Tüm bu ayrıntıların ve tarif edilen figürlerin doğrultusunda Samsun Batıpark’ta kurulan Amazon Köyü ve müzesi ziyaretçilerin ilgi odağı olmaktadır. Yılda yaklaşık yerli ve yabancı 200 bin kişinin ziyaret ettiği bu ada sizleri de bekliyor.
***
Çarşambanın sembol olmuş 2 de özel giysisi vardır. Bahsetmeden geçmek olmaz!
Yumurta topuk ayakkabı ve sekiz köşe kasket
Samsun’un Çarşamba ilçesinin en önemli sembollerinden biri tabi ki ‘yumurta topuk’ ayakkabı. Hem yurt içinden hem de yurt dışından büyük ilgi gören ve üretimi sadece Çarşamba’da yapılan yumurta topuk ayakkabı Çarşamba’nın en önemli sembolleri arasında yer alıyor.

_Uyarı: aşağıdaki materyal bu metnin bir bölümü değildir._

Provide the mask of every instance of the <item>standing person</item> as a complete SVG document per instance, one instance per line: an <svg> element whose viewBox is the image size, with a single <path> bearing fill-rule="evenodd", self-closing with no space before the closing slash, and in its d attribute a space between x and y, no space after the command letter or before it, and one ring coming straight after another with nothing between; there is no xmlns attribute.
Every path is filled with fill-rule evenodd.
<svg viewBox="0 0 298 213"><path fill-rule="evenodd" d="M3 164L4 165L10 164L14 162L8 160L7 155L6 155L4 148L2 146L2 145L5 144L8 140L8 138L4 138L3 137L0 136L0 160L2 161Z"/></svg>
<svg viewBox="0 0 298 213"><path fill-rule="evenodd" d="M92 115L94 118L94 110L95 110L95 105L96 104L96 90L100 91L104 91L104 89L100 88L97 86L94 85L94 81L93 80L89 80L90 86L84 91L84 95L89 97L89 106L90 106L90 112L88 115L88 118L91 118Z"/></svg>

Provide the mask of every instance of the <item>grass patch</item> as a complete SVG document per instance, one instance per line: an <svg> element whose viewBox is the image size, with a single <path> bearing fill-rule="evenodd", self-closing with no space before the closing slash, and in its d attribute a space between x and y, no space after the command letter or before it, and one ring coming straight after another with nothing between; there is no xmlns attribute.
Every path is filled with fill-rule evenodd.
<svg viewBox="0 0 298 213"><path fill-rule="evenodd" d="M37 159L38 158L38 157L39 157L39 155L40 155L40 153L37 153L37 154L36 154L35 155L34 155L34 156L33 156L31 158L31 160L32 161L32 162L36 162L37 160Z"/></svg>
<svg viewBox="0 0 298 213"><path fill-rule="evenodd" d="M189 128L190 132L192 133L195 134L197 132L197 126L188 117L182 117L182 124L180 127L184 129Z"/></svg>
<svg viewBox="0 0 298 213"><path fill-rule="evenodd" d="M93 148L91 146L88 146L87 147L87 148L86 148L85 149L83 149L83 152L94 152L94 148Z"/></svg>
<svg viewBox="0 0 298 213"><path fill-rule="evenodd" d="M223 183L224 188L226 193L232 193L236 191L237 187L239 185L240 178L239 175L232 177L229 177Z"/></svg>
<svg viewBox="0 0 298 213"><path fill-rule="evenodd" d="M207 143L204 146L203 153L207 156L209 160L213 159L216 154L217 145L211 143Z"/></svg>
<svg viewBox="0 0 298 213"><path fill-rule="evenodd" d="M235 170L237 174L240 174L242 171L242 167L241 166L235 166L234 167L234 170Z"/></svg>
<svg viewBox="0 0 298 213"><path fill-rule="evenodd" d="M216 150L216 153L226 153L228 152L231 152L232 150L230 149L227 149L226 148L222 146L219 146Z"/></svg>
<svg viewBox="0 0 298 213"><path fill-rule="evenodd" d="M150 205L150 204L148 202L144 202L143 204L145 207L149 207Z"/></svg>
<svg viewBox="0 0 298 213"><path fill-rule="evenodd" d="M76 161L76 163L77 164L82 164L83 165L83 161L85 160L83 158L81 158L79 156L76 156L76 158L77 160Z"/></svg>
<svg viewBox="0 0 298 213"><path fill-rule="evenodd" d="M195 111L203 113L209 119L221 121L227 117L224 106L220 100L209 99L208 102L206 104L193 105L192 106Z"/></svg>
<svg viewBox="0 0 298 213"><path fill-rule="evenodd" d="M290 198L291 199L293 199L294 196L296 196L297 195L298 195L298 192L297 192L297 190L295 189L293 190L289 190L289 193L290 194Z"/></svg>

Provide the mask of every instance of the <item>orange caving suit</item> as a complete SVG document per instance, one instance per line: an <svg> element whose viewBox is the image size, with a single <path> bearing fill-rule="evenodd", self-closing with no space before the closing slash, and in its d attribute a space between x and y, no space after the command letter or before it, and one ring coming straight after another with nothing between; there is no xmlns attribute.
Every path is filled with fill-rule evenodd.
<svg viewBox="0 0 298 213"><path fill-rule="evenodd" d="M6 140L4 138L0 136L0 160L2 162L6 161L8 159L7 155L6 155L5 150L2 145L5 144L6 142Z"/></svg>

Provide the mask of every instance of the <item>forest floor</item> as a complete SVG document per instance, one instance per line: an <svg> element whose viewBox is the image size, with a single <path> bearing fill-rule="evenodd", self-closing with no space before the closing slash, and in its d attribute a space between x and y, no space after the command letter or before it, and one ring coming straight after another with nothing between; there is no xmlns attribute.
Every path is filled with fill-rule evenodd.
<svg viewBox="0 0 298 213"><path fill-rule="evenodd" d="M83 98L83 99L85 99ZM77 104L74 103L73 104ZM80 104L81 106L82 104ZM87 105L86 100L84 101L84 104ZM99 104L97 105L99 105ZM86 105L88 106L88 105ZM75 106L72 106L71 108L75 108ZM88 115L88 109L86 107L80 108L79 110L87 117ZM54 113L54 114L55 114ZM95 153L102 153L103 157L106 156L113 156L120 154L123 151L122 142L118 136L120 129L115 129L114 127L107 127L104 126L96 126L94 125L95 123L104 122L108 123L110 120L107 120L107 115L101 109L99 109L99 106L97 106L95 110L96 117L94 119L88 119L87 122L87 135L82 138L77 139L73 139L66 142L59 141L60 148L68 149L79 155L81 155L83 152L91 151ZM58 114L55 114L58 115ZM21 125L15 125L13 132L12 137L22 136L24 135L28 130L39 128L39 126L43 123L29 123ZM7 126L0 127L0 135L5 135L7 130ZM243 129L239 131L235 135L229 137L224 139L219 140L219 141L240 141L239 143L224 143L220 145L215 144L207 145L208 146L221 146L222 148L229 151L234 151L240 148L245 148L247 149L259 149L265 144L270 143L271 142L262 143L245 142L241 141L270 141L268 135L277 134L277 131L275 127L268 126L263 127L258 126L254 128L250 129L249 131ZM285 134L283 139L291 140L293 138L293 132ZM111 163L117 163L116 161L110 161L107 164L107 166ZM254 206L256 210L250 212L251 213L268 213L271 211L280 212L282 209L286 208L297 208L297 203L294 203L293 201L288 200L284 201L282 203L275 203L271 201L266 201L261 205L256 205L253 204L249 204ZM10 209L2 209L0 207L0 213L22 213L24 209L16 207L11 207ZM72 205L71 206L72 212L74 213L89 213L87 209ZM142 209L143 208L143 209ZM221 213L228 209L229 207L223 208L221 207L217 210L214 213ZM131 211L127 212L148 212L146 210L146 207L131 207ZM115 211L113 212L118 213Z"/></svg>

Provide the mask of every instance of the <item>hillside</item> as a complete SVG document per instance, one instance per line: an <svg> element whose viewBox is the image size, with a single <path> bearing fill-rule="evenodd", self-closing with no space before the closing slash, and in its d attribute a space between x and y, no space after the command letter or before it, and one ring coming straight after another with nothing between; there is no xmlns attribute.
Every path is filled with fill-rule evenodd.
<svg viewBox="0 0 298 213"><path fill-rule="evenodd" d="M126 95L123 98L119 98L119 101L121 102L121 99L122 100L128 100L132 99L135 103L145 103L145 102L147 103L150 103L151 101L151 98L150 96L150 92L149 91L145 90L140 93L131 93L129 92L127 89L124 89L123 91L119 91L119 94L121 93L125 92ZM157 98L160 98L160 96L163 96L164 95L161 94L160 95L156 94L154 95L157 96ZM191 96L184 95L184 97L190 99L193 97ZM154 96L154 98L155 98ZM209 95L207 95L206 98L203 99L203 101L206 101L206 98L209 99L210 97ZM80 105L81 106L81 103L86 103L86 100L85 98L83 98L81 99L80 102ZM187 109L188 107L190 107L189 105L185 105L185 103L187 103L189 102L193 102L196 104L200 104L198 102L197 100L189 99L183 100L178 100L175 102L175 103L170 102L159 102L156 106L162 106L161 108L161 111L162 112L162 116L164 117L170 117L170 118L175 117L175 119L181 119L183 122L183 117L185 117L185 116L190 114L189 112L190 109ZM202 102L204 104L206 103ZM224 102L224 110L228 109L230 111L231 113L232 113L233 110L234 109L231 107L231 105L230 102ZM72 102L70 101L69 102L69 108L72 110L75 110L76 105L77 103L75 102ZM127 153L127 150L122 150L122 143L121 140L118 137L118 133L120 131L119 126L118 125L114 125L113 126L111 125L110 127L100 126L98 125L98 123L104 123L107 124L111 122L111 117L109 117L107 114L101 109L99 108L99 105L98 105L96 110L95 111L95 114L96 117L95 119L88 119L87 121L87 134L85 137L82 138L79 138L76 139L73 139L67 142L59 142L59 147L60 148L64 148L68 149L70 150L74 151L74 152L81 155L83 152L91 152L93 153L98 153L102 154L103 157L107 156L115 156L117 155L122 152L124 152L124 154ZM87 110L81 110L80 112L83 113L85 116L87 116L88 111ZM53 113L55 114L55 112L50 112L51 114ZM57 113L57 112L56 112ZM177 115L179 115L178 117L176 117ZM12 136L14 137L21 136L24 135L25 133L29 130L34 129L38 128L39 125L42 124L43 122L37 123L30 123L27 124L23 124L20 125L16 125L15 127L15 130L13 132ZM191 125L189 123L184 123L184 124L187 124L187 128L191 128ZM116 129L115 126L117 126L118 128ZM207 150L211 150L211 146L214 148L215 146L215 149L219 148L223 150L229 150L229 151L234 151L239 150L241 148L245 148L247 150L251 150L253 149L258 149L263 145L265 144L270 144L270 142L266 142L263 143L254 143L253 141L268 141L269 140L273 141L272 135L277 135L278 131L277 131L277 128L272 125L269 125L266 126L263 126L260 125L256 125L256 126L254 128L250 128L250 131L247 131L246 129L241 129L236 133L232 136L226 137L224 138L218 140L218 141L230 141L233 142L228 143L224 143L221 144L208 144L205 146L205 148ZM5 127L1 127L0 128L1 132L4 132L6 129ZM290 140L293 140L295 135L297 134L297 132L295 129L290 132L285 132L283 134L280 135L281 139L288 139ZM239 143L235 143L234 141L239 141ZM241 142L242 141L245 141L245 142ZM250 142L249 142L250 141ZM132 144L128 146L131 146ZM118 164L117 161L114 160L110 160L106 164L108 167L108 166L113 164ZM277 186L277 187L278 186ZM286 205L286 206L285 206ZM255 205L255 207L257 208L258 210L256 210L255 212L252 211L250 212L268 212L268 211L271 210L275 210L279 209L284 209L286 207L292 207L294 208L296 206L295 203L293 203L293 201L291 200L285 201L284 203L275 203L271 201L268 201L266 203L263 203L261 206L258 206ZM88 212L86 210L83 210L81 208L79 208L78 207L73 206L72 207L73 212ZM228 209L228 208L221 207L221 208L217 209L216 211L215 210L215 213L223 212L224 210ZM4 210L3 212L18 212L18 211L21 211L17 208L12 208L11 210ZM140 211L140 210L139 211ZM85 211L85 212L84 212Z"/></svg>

Burun ve topuk kısmının yumurtaya benzemesinden dolayı ‘yumurta topuk’ olarak anılan meşhur ayakkabılar, değişen moda ve fabrikasyon ayakkabılara meydan okuyor. Topuk yüksekliği 4 santimetre olan ayakkabıyı, bu özelliği nedeniyle kısa boylu erkekler tercih ediyor.
Çarşamba Belediyesi’nin Türk Patent ve Marka Kurumu’na yaptığı başvuru sonucunda ayakkabıya coğrafi işaret tescil belgesi de alındı. Geçmişte Orhan Gencebay, Ferdi Tayfur, Yıldıray Çınar, Ozan Arif’in ve sevenlerinin de çok tercih ettiği yumurta topuk ayakkabıdan ilçede günlük 100 çift üretiliyor. Tek parça deriden el işçiliği ile üretilen ayakkabıları giyen ve alışan kolay kolay vazgeçemiyor. Sayıları şimdilerde çok azalan imalatçıların ortak derdi ise aynı. Çırak yetişmiyor olması…
Yumurta topuk ayakkabının vazgeçilmez tamamlayıcısı ise yine coğrafi işaret tescil belgesi almış yöre simgelerinden 8 köşe kasket. Çarşamba kasketinin her bir köşesinin özel bir anlamı vardır. Birinci köşe cömertliği, ikinci köşe mertliği, üçüncü köşe dürüstlüğü, dördüncü köşe yiğitliği, beşinci köşe çalışkanlığı, altıncı köşe misafirperverliği, yedinci köşe alçakgönüllülüğü ve sekizinci köşe vatanseverliği simgeler. Çarşamba yöresinde üretilen ve ünlenen sekiz köşe kasket, üretim teknikleri, el işçiliği, son duruşu, köşelerinin fazla keskin olmaması gibi yönlerden diğer yörelerin kasketlerinden farklıdır.”
Şehre bu muhteşem ikilinin heykeli bile dikilmiştir. Heykel vatandaşların büyük beğenisini toplarken yöre sakinleri ve ilçeyi ziyarete gelenler yaklaşık 6 metre yükseklikteki heykelin önünde fotoğraf çektirmek için sıraya giriyor.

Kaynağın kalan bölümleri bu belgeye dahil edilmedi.